- The Washington Times - Saturday, April 4, 2009

STRASBOURG, FRANCE (AP) - President Barack Obama heralded “concrete commitments” from NATO allies to help advance America’s strategy in Afghanistan on Saturday, calling their agreement to send up to 5,000 more military trainers and police “a strong down payment” toward securing the country.

But the allies refused to agree to a U.S. request for additional combat troops. And Obama said more help of all kinds will be needed.

Even so, he declared, “I am pleased that our NATO allies pledged their strong and unanimous support for our new strategy.”

Obama commented at the end of a NATO summit that was heavily focused on Afghanistan and the retooled U.S. approach to rooting out terrorists there and in neighboring Pakistan. He likened the allies’ commitments to “NATO putting its stamp of approval” on the strategy, and he said, “We’ve started to match real resources to achieve our goals.”

The White House said NATO countries agreed to send more personnel, including about 3,000 on short-term deployments, as the alliance steps up its campaign to stabilize Afghanistan before elections in August. An additional 1,400 to 2,000 will provide training for Afghanistan’s national army.

Obama said those figures should not be considered a ceiling, suggesting more could be sought and offered at some point to confront a threat that he insisted repeatedly endangers Europe as well as the U.S.

“We’ll need more resources and a sustained effort to achieve our ultimate goals,” he said.
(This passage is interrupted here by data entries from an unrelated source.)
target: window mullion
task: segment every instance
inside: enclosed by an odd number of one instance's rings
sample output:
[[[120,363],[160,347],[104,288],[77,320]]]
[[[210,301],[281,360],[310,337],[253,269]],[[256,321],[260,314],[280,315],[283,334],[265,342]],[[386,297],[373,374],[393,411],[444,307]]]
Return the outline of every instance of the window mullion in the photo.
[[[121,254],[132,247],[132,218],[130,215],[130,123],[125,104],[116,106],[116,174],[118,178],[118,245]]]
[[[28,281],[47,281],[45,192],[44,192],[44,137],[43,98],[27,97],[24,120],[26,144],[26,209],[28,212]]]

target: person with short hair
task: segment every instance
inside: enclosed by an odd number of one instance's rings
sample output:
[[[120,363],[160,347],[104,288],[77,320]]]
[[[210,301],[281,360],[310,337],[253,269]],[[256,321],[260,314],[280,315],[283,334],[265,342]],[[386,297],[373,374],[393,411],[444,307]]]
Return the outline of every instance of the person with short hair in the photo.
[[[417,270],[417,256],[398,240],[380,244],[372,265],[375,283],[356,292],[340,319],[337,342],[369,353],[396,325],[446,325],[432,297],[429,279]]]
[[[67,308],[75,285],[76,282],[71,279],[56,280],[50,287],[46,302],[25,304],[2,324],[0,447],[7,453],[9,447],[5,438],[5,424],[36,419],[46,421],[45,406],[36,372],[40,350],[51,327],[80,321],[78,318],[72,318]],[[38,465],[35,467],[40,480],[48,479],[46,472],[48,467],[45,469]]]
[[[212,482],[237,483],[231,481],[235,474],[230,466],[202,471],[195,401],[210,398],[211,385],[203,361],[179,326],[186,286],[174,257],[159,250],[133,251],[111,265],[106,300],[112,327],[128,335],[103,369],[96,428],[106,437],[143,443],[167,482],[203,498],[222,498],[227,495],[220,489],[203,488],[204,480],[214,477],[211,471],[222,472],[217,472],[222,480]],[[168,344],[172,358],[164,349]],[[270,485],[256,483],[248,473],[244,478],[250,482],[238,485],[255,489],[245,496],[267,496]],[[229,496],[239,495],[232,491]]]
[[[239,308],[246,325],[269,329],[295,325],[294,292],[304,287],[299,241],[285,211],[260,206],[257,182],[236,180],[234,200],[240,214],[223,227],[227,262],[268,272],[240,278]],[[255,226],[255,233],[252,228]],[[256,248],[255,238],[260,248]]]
But the allies rebuked Obama’s push for Europe to share the burden of the anti-terror fight in Afghanistan with more combat troops. That leaves the heavy lifting in U.S. hands. As he escalates U.S. involvement in Afghanistan and Pakistan, Obama also is seeking to broaden the multinational commitment to preventing new terrorist attacks.

“This effort cannot be America’s alone. All of NATO understands that al-Qaida is a threat to all of us and that this collective security effort must achieve its goals,” added Obama, who is working hard to prevent the anti-terror mission from being viewed as a U.S. war and, by extension, his.

Since Obama took office in January, the United States has committed to sending 21,000 additional troops as part of his new strategy.

The president is in the midst of an eight-day European trip focused on the global economic crisis and the terrorism fight in Afghanistan.

On the latter front, Obama spent the past few days trying to drum up support during a summit marking the 60th anniversary of NATO.

At a news conference before heading to Prague for a European Union meeting, Obama downplayed the NATO allies’ refusal to send in more combat troops, saying the summit was “not a pledging conference.”

“All these allies have combat troops on the ground,” and “part of our strategy is to make sure we have a much more comprehensive approach,” Obama said.

“The trainers that we’re sending in are no less important than those who are in the south in direct combat with the Taliban,” Obama said. America’s allies, he added, “are making significant commitments despite having participated in what’s turned out to be a very lengthy operation.”

He declined to predict when he expects the war in Afghanistan to end, saying: “We are going to get this job done.”

Asked about a controversial new Afghan law _ critics say it makes it legal for men to rape their wives _ Obama called the law “abhorrent.”

He said the law came up in conversations among the allies, and he noted that the NATO communique specifically stated that human rights should be respected.

But Obama’s answer also underscored the new administration’s shift away from a focus on building democracy in Afghanistan: He said that while improving conditions there is a worthy goal, people need to remember that the primary reason that U.S. troops are fighting is to protect Americans from terrorist attacks.

“The first reason we are there is to root out al-Qaida,” he said.

Afghan President Hamid Karzai has said the law will be studied and possibly sent back to Parliament for review.

Obama, seeking to change the way the U.S. is perceived around the globe, was asked by one foreign journalist whether he thought the United States was uniquely qualified to lead the world. The president said that he did believe in “American exceptionalism” but not at the expense of any other country.

He said his belief in the United States does not lessen the fact “we’re not always going to be right, or that other people may have good ideas, or that in order for us to work collectively, all parties have to compromise _ and that includes us.”